Clark were smiling at me, that Kent smile. It's so annoying! He smile like I had no pants on me or something. 'Stop smiling, for gods sake!' He gives me a laugh and we walk into the school. He had stopped smiling, thank you! Clark had been really annoying this past week, he and Chloe 'had got it on' and was not talking about anything else, Chloe this and Chloe that. I just wanted to hung myself, but to my great disappointment Smallville's store was out of ropes. Than I remembered something, I wondered if it would be appropriate to ask him. 'Clark, can I ask you something?' His smile was back of coarse, but I went on anyway. 'Why is it that Lex don't got any hair?' Clarks smile faded immediately. 'Why do you ask?' 'Just curious.' Clarks eyebrows was wrinkled like he had a rough time to decide if to tell me or not. 'Just if you promise not to tell anyone.' I nodded, 'He was in Smallville with his dad, and he was out in a..' 'Cornfield?' All through math I spent on thinking about Lex, I can't even imagine how it is to loose your hair when you're just eight. It most have been horrible. And this bugged me all day, and all the afternoon. I just had to see Lex, if he was okay. He maybe even wanted to talk, or something. I don't expect anything. Nothing.

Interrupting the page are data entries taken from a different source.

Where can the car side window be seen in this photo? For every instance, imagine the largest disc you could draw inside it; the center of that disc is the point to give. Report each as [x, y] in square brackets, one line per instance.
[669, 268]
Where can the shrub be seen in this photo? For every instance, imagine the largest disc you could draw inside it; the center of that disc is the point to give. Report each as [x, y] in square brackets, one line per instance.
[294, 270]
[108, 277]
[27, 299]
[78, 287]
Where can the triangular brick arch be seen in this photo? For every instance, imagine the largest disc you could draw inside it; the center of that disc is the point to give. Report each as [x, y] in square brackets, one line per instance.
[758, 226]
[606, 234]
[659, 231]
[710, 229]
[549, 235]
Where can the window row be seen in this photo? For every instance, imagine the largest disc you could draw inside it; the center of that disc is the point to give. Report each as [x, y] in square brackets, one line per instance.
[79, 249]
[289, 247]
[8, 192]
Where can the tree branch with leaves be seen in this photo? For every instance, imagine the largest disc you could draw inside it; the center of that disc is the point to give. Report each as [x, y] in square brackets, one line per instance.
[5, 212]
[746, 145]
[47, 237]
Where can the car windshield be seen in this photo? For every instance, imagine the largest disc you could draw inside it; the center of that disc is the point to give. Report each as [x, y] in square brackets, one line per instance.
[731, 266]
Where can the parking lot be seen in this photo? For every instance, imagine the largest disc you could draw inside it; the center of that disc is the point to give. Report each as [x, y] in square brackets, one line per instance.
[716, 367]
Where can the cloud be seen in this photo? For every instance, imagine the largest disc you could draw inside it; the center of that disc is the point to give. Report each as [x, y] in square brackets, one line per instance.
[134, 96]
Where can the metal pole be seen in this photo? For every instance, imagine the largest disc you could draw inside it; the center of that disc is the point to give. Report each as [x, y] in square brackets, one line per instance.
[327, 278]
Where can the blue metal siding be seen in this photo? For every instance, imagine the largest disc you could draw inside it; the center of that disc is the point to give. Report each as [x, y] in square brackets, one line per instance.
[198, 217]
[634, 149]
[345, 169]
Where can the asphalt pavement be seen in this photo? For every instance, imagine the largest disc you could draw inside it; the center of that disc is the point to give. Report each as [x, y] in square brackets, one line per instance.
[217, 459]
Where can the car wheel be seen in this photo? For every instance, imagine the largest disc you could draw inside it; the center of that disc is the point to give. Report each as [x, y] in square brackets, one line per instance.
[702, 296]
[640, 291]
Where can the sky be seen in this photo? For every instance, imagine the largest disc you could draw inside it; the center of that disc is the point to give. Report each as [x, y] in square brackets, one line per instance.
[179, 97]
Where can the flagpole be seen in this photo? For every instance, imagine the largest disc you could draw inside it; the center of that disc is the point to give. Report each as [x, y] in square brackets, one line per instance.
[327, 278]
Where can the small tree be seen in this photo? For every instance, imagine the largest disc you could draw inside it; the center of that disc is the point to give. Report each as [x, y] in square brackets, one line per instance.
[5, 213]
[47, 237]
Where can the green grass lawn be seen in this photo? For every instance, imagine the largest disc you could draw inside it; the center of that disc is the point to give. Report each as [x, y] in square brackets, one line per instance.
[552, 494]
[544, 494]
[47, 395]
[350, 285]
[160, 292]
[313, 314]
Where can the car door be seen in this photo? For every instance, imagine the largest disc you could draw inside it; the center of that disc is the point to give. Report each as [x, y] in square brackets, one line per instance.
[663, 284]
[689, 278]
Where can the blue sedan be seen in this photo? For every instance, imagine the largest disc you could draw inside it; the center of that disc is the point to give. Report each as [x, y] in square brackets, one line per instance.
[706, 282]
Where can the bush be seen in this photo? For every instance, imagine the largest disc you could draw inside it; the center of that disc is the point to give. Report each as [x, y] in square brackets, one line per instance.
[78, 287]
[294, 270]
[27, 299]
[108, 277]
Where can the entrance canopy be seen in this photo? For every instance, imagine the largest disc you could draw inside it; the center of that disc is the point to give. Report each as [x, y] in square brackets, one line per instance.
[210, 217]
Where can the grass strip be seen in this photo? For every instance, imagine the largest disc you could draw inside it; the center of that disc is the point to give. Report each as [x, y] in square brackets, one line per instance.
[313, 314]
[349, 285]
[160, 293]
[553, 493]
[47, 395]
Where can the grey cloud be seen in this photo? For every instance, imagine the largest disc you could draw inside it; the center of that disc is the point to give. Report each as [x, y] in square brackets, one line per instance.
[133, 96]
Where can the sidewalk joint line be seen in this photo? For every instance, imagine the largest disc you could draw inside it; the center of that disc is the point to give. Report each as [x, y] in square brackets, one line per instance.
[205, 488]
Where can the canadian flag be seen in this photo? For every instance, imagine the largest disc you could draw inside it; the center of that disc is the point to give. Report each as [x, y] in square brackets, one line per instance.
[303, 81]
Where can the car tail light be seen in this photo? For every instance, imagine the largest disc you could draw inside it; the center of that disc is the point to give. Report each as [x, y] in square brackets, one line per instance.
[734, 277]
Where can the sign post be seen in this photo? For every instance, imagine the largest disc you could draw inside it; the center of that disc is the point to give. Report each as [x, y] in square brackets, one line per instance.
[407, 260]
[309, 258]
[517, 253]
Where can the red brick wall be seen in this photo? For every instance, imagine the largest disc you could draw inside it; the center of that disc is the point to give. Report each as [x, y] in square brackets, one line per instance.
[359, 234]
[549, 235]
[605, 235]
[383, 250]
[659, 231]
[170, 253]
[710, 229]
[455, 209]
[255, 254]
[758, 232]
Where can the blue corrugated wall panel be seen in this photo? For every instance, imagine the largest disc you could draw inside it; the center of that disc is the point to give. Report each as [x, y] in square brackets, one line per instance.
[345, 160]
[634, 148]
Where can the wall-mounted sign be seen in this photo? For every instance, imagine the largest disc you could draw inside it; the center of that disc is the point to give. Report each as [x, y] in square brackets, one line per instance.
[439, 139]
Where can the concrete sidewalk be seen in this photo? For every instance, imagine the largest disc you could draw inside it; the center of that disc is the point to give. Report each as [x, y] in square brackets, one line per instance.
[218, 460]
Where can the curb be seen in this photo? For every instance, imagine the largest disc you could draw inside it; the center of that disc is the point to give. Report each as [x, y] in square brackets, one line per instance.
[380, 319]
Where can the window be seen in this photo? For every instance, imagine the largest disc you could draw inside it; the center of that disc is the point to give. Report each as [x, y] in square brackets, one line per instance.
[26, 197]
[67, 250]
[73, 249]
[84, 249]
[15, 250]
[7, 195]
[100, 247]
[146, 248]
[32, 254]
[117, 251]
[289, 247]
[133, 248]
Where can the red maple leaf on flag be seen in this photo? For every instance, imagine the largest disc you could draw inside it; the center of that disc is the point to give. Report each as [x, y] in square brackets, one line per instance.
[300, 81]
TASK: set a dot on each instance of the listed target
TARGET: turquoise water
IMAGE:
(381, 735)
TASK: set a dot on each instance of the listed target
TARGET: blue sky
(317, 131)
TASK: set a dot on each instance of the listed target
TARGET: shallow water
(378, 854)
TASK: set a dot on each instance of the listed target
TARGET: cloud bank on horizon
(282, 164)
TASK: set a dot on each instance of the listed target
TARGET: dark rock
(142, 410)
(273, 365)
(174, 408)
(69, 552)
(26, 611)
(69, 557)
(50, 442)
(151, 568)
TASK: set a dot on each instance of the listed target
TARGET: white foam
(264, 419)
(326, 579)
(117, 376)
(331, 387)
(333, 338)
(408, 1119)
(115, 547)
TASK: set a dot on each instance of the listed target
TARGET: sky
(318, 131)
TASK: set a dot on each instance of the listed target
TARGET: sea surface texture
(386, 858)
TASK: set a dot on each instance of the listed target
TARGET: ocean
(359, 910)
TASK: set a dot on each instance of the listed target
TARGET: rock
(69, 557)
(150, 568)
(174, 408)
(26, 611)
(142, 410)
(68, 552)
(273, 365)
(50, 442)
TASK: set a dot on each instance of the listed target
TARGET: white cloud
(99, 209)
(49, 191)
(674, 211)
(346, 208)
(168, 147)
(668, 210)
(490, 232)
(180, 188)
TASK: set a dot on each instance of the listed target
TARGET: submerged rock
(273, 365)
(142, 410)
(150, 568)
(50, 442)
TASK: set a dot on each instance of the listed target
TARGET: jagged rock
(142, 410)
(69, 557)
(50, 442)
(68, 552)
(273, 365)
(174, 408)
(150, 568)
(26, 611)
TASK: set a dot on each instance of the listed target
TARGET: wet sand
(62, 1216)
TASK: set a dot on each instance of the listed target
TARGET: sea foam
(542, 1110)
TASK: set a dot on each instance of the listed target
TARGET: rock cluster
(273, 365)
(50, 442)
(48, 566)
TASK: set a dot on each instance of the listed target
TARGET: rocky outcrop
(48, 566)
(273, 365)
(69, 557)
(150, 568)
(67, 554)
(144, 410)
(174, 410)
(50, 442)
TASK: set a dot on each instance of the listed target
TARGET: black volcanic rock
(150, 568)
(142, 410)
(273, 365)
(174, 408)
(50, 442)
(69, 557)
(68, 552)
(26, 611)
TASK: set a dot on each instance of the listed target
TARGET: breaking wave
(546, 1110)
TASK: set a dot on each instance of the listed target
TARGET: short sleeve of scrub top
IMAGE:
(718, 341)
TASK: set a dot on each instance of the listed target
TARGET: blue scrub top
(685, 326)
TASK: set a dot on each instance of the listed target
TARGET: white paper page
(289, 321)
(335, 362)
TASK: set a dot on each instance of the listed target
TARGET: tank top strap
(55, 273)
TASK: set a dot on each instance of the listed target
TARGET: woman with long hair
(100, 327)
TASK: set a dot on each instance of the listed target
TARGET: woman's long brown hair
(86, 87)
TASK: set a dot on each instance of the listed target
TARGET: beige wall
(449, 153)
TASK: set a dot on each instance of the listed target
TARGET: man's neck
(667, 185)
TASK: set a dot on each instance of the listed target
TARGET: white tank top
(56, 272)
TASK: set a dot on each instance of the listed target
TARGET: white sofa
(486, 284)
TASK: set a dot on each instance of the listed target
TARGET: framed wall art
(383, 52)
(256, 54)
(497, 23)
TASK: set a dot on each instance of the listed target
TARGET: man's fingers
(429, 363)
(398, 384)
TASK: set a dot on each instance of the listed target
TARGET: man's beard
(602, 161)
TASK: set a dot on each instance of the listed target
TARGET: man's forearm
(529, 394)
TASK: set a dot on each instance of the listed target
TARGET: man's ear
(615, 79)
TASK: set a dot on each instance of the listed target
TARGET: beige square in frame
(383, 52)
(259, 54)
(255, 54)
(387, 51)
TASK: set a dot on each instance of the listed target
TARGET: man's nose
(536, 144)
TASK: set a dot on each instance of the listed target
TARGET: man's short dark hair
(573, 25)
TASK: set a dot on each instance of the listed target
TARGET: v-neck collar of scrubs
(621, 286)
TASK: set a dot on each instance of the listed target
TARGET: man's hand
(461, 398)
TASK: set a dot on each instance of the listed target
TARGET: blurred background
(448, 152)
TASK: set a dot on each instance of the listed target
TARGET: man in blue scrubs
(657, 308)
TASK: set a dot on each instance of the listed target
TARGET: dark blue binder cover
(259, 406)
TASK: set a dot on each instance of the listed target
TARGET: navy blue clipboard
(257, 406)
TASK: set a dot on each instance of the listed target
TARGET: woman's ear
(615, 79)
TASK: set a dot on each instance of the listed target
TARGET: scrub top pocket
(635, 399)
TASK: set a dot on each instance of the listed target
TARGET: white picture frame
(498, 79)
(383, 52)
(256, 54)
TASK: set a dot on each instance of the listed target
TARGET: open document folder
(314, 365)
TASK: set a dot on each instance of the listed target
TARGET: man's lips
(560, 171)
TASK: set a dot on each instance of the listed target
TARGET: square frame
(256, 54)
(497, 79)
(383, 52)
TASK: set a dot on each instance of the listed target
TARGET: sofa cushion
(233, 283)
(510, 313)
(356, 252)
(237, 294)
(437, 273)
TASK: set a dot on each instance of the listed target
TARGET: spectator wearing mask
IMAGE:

'Do you want me to close up for tonight?' Mary asked with the keys dangling in her hand, I snatch them and say that I can close up. And it had its reasons, I knew that Lex always stays to look over things before he goes. So I clean up, slower than usually and just waits for him to come out from his office, and I had to wait for a very long time. I somehow fell asleep. And when I woke up, I wasn't at the Talon any longer, I just saw trees going by, where was I? 'Hey.' I turn around and sees Lex, and I was in his car. 'Hey, I didn't nodest I fell asleep, I'm sorry.' 'It's no problem.' He gives me a smile and turns his head over to look at the road. He looks very tired himself, I guess that his life isn't just good. 'tired?' 'You have no idea.' Oh yes I have, but I don't say that. I can't, because I just can't take my eyes of off him, he look so beautiful when he just relax, his face is not that stiff, and he looks pretty normal to me. And it makes me do something, the seat is like a sofa so I get near him and lays my head on his shoulder. His reaction is confusion, but I leave my head where I left it. And I smile when his arm is around me. I felt safe there, in his warm arms. And maybe, just maybe. We could be more than just friends.